Policja zabezpiecza druki awizo z danymi adresatów, które znaleziono w śmietniku w pobliżu budynku urzędu pocztowego na warszawskim Mokotowie. Zgłoszenie do policji wpłynęło w środę od dziennikarza Radia Zet, którego o sprawie poinformował jeden ze słuchaczy.
- Mogę potwierdzić, że otrzymaliśmy takie zgłoszenie. W tej chwili trwają czynności procesowe zmierzające do tego, żeby ustalić wszystkie okoliczności tego zdarzenia, zabezpieczyć to, co tam się znajduje - powiedział Jarosław Florczak z wydziału komunikacji społecznej Komendy Stołecznej Policji.
Florczak dodał, że policja w tej chwili nie udziela informacji o tym, jakie dokumenty znaleziono. - Na miejscu pracują policjanci, trwa zabezpieczanie dokumentów - przekazał.
"Druki zauważył jeden ze słuchaczy"
O sprawie jako pierwsze poinformowało Radio Zet.

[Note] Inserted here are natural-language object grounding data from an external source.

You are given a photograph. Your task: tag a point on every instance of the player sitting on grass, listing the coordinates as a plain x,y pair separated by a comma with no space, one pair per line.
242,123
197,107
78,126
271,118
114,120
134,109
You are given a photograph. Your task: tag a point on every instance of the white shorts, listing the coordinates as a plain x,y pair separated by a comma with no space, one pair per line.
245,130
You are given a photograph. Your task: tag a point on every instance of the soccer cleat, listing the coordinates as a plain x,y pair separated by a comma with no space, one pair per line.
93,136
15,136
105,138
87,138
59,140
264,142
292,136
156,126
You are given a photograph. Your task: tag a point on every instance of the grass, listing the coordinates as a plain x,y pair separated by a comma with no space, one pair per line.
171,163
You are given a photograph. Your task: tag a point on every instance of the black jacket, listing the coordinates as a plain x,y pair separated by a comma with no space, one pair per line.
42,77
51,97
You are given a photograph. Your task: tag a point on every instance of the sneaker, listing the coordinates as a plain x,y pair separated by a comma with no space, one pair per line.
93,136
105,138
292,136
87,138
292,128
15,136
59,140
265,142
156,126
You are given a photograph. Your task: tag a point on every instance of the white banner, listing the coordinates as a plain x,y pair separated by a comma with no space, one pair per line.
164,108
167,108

Radio, które podało, że w śmietniku w pobliżu budynku urzędu pocztowego przy ulicy Czerniowieckiej 3 znalazło się nawet kilkaset druków awizo z danymi adresatów.
Z informacji, jakie przekazuje rozgłośnia wynika, że druki zauważył jeden ze słuchaczy, który poszedł wyrzucić śmieci. - Kiedy otworzyłem śmietnik, znajdowała się tam istna baza danych: adresy, imiona i nazwiska - mówi cytowany przez Radio Zet słuchacz.
Poczta Polska komentuje
W środę wieczorem do sprawy odniosła się Justyna Siwek, rzeczniczka prasowa Poczty Polskiej.
- Uprzejmie informuję, że zajmujemy się już wyjaśnieniem tej sprawy. Placówka przy Czerniowieckiej to agencja pocztowa. Ochrona danych osobowych jest dla nas niezwykle ważna, pracownicy lub współpracownicy, którzy dopuścili się zaniedbań muszą liczyć się z konsekwencjami prawnymi - przekazała Siwek.